Irving, a racist, anti-Semitic Holocaust-denying Hitler cheerleader, accused her of defaming his reputation when she branded him as such in her 1993 book “Denying The Holocaust: The Growing Assault on Truth and Memory.” Here’s the film’s central kicker: the case was brought in the United Kingdom where the burden of proof is on the accused. Instead of laying down and settling, Lipstadt (played by Rachel Weisz with a perfect rendition of a Queen’s accent) decides to fight for the truth against Irving’s deliberate historical distortion of the facts surrounding Hitler’s Final Solution. It’s a fascinating story with an important outcome that I had never heard of until seeing the movie’s trailer.

The movie jumps around from between the years 1994 and 2000, when the case itself was being prepared for presentation to Justice Charles Gray. Lipstadt’s defense is a crack legal team of lawyers and historians. In particular, the movie focuses on British-Jewish lawyer Anthony Julius (“Sherlock” and “Spectre” villain Andrew Scott working on the side of justice for once) who helped Princess Diana out with her divorce and British libel lawyer Richard Hampton (a gruff but lovable Tom Wilkinson). While somewhat glossed over in the movie, the legal fees for Lipstadt’s  defense cost more than $2 million, donated by multiple benefactors, including Steven Spielberg.

Irving is played by Timothy Spall, who makes it easy to hate a man who spouts enough hate and ridiculousnesss to compete in today’s presidential election.

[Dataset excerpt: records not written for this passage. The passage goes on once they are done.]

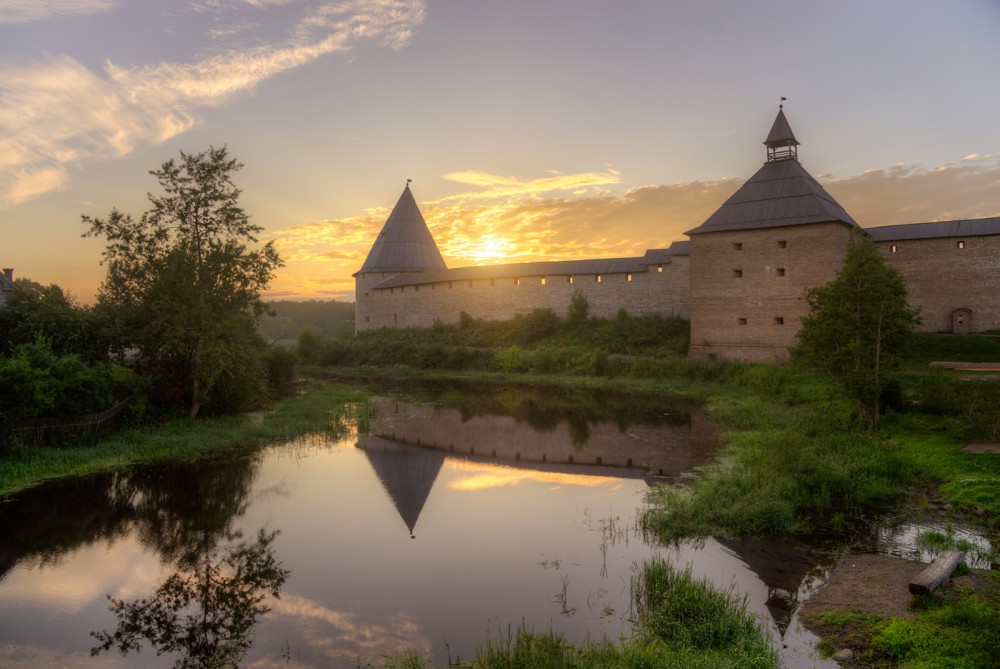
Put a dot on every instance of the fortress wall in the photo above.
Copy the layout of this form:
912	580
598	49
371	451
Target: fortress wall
941	277
661	289
747	287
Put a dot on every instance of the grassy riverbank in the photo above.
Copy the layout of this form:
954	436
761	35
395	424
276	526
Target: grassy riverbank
681	622
793	462
323	408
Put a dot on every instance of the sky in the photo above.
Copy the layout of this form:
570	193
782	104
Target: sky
532	129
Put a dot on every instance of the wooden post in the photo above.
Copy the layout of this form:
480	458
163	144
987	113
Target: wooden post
935	573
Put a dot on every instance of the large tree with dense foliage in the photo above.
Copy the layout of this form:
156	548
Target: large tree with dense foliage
187	278
858	326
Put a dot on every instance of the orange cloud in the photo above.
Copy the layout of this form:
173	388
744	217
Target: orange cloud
507	219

He asserts that more people died in the backseat of Ted Kennedy’s car at Chappaquiddick than at Auschwitz and teaches his infant daughter bigoted poems about “half-breed” children.

Directed by Mick Jackson, a veteran director for HBO features like “Temple Grandin,” the movie never lives up to its glorified TV movie trappings. Despite some of its more lackluster execution, “Denial” is like a well-produced stage production, which is fitting given its screenplay from David Hare, adapted from Lipstadt’s book “History on Trial: My Day in Court with a Holocaust Denier.”

Nevertheless, that doesn’t stop it from containing some seriously moving moments such as Lipstadt visiting the haunting remains of the Auschwitz concentration camp in Poland; the film crew was allowed to film on the actual grounds, which makes it even more poignant.

Cinematographer Haris Zambarloukos keeps the camera on the barbed wire perimeter and barracks longer than necessary to impress upon the historical significance of what went on there. Another powerful sequence inside the courtroom shows a debate over the use of the camp’s gas chambers where we get a horrifying glimpse (via reenactment) of dozens of people choking on Zyklon B.

In the end, the film’s messages on freedom of speech, remembering the past and speaking for the dead heavily outweigh its faults. In one instance, Lipstadt attempts to convince a dinner table full of complacent European Jews (who want her to settle the case) to help fund her defense. It brings to mind the old platitude of, “evil flourishes when good men do nothing.” And to take it further, when good men do not act, evil imprints itself on humanity like a string of inked numbers on a forearm.

“Denial” drives that theme home and, in a era when bigotry is on the rise once more, it couldn’t have come at a better time.